Scenario 1: Creating a collection and writing data to it - 6.3

Talend Open Studio for Big Data Components Reference Guide

EnrichVersion
6.3
EnrichProdName
Talend Open Studio for Big Data
task
Data Governance
Data Quality and Preparation
Design and Development
EnrichPlatform
Talend Studio

This scenario creates the collection blog and writes post data to it.

Linking the components

  1. Drop tMongoDBConnection, tFixedFlowInput, tMongoDBOutput, tMongoDBClose, tMongoDBInput and tLogRow onto the workspace.

  2. Rename tFixedFlowInput as blog_post_data, tMongoDBOutput as write_data_to_collection, tMongoDBInput as read_data_from_collection and tLogRow as show_data_from_collection.

  3. Link tMongoDBConnection to tFixedFlowInput using the OnSubjobOk trigger.

  4. Link tFixedFlowInput to tMongoDBOutput using a Row > Main connection.

  5. Link tFixedFlowInput to tMongoDBInput using the OnSubjobOk trigger.

  6. Link tMongoDBInput to tMongoDBClose using the OnSubjobOk trigger.

  7. Link tMongoDBInput to tLogRow using a Row > Main connection.

Configuring the components

  1. Double-click tMongoDBConnection to open its Basic settings view.

  2. From the DB Version list, select the MongoDB version you are using.

  3. In the Server and Port fields, enter the connection details.

    In the Database field, enter the name of the MongoDB database.

  4. Double-click tFixedFlowInput to open its Basic settings view.

    Select Use Inline Content (delimited file) in the Mode area.

    In the Content field, enter the data to write to the MongoDB database, for example:

    1;Andy;Open Source Outlook;Open Source,Talend;Talend, the leader of the open source world...
    3;Andy;ELT Overview;ELT,Talend;Talend, the big name in the ELT circle...
    2;Andy;Data Integration Overview;Data Integration,Talend;Talend, the leading player in the DI field...
  5. Double-click tMongoDBOutput to open its Basic settings view.

    Select the Use existing connection and Drop collection if exist check boxes.

    In the Collection field, enter the name of the collection, namely blog.

  6. Click the [...] button next to Edit schema to open the schema editor.

  7. Click the [+] button to add five columns in the right part, namely id, author, title, keywords and contents, with the type as Integer and String respectively.

    Click to copy all the columns to the input table.

    Click Ok to close the editor.

  8. The columns now appear in the left part of the Mapping area.

    For columns author, title, keywords and contents, enter their parent node post. By doing so, those nodes reside under the node post in the MongoDB collection.

  9. Double-click tMongoDBInput to open its Basic settings view.

    Select the Use existing connection check box.

    In the Collection field, enter the name of the collection, namely blog.

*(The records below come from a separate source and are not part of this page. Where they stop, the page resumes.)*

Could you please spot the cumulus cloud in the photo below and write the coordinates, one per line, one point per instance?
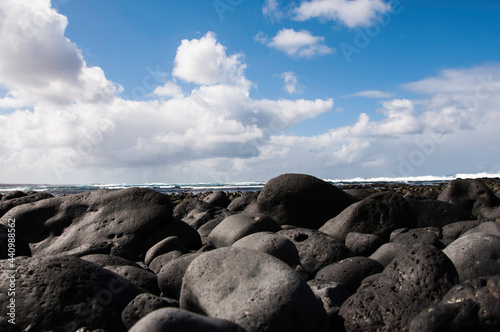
(351, 13)
(370, 94)
(291, 82)
(300, 44)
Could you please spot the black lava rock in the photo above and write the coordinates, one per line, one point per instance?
(302, 200)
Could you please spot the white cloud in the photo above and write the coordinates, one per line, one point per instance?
(291, 82)
(351, 13)
(204, 61)
(272, 10)
(370, 94)
(300, 44)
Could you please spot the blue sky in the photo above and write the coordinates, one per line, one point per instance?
(239, 90)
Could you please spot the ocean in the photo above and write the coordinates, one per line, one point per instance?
(172, 188)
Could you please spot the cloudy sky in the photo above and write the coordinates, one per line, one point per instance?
(127, 91)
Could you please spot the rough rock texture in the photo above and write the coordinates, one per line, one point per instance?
(116, 222)
(8, 202)
(237, 226)
(63, 293)
(302, 200)
(349, 272)
(272, 244)
(377, 214)
(171, 274)
(243, 202)
(142, 305)
(472, 195)
(362, 244)
(166, 245)
(178, 320)
(471, 306)
(316, 249)
(433, 213)
(475, 255)
(409, 284)
(253, 289)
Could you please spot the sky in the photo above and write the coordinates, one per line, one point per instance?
(160, 91)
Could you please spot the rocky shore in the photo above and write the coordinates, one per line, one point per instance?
(300, 255)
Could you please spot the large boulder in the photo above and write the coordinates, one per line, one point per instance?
(178, 320)
(64, 293)
(412, 282)
(377, 214)
(117, 222)
(471, 306)
(255, 290)
(475, 255)
(302, 200)
(472, 195)
(237, 226)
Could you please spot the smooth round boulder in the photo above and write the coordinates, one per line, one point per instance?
(237, 226)
(362, 244)
(63, 293)
(272, 244)
(302, 200)
(471, 306)
(171, 243)
(472, 195)
(316, 249)
(349, 272)
(178, 320)
(117, 222)
(253, 289)
(142, 305)
(475, 255)
(412, 282)
(377, 214)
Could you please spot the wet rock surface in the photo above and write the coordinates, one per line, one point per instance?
(300, 257)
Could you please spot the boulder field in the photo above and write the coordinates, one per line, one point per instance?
(300, 255)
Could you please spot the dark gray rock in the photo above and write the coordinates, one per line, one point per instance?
(378, 214)
(388, 251)
(178, 320)
(487, 227)
(349, 272)
(162, 260)
(9, 203)
(362, 244)
(241, 203)
(255, 290)
(63, 293)
(475, 255)
(272, 244)
(316, 249)
(142, 305)
(117, 222)
(412, 282)
(454, 230)
(18, 245)
(237, 226)
(471, 306)
(416, 236)
(138, 276)
(302, 200)
(218, 198)
(434, 213)
(472, 195)
(171, 243)
(177, 227)
(171, 274)
(106, 260)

  10. Click the [...] button next to Edit schema to open the schema editor.

  11. Click the [+] button to add five columns, namely id, author, title, keywords and contents, with the type as Integer and String respectively.

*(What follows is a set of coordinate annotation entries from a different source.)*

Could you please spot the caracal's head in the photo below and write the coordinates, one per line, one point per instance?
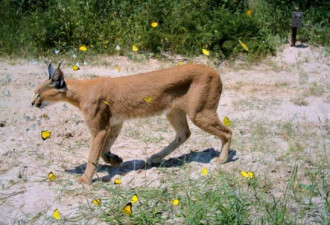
(52, 90)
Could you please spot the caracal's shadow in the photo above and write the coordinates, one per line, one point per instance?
(204, 156)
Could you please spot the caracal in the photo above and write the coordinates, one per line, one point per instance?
(190, 90)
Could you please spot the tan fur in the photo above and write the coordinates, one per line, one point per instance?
(192, 90)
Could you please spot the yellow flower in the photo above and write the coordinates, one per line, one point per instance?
(205, 52)
(45, 134)
(128, 209)
(96, 201)
(56, 214)
(244, 45)
(148, 99)
(51, 176)
(117, 181)
(154, 24)
(175, 201)
(135, 48)
(83, 48)
(75, 67)
(105, 102)
(134, 199)
(248, 174)
(226, 121)
(205, 171)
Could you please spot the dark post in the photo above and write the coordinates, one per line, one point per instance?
(293, 36)
(296, 22)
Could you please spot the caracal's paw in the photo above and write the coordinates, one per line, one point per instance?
(84, 180)
(112, 159)
(154, 159)
(220, 160)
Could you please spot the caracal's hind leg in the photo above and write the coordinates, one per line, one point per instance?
(106, 155)
(178, 120)
(208, 121)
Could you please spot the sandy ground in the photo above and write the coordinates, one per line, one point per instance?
(290, 87)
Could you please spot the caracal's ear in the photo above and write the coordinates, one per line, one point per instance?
(51, 70)
(57, 77)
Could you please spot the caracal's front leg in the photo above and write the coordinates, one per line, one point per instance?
(97, 120)
(94, 156)
(107, 156)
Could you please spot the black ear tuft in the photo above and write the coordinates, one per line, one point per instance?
(51, 70)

    Click OK to close the editor.

  12. The columns now appear in the left part of the Mapping area.

    For columns author, title, keywords and contents, enter their parent node post so that the data can be retrieved from the correct positions.

  13. In the Sort by area, click the [+] button to add one line and enter id under Column.

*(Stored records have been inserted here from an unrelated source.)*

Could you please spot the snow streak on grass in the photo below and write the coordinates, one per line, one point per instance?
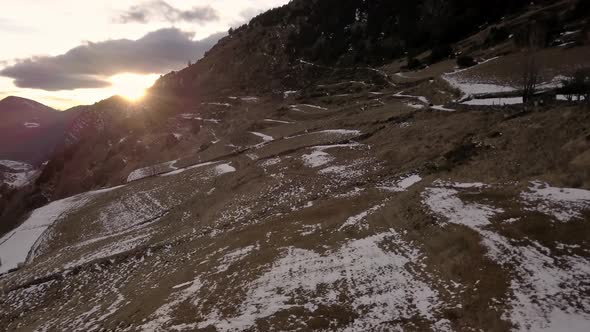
(376, 283)
(564, 204)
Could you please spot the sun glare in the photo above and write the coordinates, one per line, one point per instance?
(132, 86)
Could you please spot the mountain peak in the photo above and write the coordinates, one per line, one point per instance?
(12, 102)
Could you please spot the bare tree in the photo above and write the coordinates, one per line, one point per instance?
(536, 37)
(530, 76)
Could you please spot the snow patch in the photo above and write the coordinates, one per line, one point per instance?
(563, 204)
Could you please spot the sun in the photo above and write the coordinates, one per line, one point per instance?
(132, 86)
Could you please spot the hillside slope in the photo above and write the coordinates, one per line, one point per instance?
(257, 191)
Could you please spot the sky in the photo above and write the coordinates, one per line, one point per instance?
(65, 53)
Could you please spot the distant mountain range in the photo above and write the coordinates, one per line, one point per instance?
(29, 131)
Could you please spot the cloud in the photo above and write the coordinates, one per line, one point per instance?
(161, 11)
(89, 65)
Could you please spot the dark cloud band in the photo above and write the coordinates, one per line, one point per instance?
(161, 11)
(89, 65)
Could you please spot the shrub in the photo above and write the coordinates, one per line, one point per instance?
(465, 61)
(440, 52)
(578, 86)
(497, 35)
(414, 64)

    Select asc from the Order asc or desc? column to the right of the id column. This way, the retrieved records will appear in ascending order of the id column.

Executing the Job

  1. Press Ctrl+S to save the Job.

  2. Press F6 to run the Job.

  3. Switch to the database talend and read data from the collection blog in the MongoDB command line client. You can find that author, title, keywords and contents all reside under the node post. Meanwhile, the records are stored in the same order as the source input.